郑建设放进来的,根本不是什么环保外资,而是一根直接插进岭江动脉的刺探探针。
方浩惊出一身冷汗。
“那五份采购标书上,郑建设的签字在哪?”
方浩摇头。
“非常谨慎。没有任何一份是郑建设直接落笔签的字。”
“但这五份采购案背后,都附带了一份省住建厅下发的文件——《关于推广使用高精度水质监测设备的指导意见》。”

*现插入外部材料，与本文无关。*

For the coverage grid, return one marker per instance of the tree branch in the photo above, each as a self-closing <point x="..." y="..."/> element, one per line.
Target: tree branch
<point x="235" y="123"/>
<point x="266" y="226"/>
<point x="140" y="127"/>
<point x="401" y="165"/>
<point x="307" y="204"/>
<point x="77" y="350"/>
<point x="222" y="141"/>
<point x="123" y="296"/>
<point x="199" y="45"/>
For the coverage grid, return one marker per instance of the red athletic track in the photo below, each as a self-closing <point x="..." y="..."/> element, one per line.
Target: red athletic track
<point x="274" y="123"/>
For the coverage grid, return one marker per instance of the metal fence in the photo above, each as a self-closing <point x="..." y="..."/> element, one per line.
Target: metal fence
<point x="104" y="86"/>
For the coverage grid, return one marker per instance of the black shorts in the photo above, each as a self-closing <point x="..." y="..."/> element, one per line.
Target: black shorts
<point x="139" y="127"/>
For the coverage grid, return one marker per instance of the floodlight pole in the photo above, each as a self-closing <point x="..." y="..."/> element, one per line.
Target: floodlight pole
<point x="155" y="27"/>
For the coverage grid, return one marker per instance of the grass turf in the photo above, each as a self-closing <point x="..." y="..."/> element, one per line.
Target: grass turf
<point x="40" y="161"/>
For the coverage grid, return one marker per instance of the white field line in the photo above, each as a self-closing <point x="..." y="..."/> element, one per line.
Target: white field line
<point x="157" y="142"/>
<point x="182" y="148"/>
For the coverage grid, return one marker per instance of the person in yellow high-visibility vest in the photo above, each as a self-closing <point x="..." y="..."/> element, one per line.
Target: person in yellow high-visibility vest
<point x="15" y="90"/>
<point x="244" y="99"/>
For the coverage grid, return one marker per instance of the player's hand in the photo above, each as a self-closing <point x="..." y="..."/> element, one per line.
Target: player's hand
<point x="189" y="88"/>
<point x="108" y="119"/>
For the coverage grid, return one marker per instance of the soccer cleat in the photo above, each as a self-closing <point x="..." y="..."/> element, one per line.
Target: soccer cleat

“意见下发的时间,全部在郑建设分管住建系统的任期内。”
楚风云眼中闪过一丝冷嘲。
“果然滴水不漏。”
“原件来源和调取人员做好物理隔离备案。高桥环保这条线,先给我死死压住。黑金市继续按经济案办。”
方浩收拢文件。“明白。”
下午六点四十分。
楚风云批完案头最后一份文件。
方浩准时推门进来。
“老板,龙飞已经在楼下停车场就位了。”
“好。下班。”
楚风云站起身,穿上深灰色的夹克。
走到办公室中央时,他脚步一顿。
“方浩,明早去办一件事。”
“通知省委统战部和省工商联。后天上午的全省涉外优秀企业座谈会,我要亲自出席——”
楚风云看着虚空处,眼神冷峻如刀。
方浩目光微动,瞬间领会了背后的深意。
“明白。我明天一早去核定名单。”
走出省府大楼。
大院里的路灯次第亮起,夜色重新笼罩了岭江。
车厢内,楚风云没有再说话。他静静地看着车窗外不断倒退的街景。
后天的那场座谈会,将不再是普通的官方寒暄。